雪女は古くから伝わる雪の精、もしくは妖怪です。身近な昔話の1つであり、小泉八雲(ラフカディオ・ハーン)の『怪談』の中にも収められています。本記事では小泉八雲の残した「雪女」をもとに、そのあらすじと、お話しするときのポイントをご紹介します。
「雪女」のあらすじ
馴染みのある物語とはいっても、子どもに話して聞かせるとなると、途中の展開があやふやだったりもしますよね。あらすじのポイントは物語が2つに分かれること。前半で起こること、後半で起こることを押さえておけば、うまく話せますよ。
① 大吹雪の夜の出会い
武蔵の国(※)のとある村に二人の木こりがいました。茂作というおじいさんと、巳之吉(みのきち)という青年です。

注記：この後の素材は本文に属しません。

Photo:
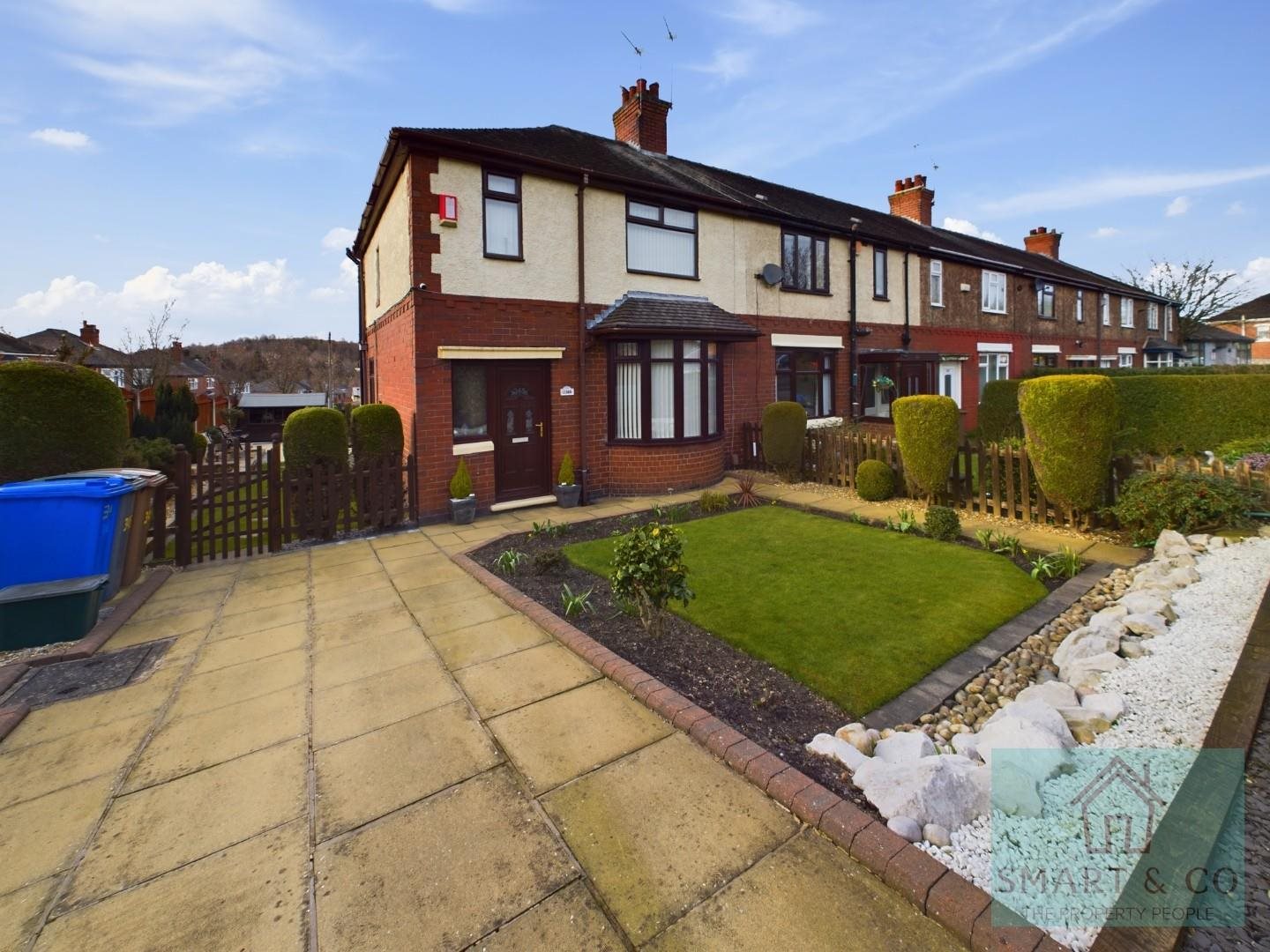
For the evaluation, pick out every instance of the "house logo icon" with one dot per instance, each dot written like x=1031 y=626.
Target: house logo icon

とあるたいそう寒い日、2人は川の向こうにある森へ行きましたが、大吹雪のために川を渡ってかえってこられなくなりました。そこで、舟の渡し守の小屋で一晩過ごすことにします。茂作はじきに眠りましたが、巳之吉はとても寒くて眠れませんでした。それでもようやく寝入った巳之吉でしたが、ふと、雪が顔に掛かるので目が覚めるのです。
茂作にキラキラと輝く煙のような息をかけていました。巳之吉は叫ぼうとしたけれど声が出ません。
美女は「あなたもこうしてしまおうと思ったけど、気の毒だし、若くて美しいからやめておきます。その代わり、今夜見たことを誰かに言ったら……たとえお母さんにでも言ってはなりません。その時はあなたを殺します」と言って、すーっと戸を通り抜けて、出て行きました。
巳之吉が茂作を見ると、氷のように冷たくなって死んでいました。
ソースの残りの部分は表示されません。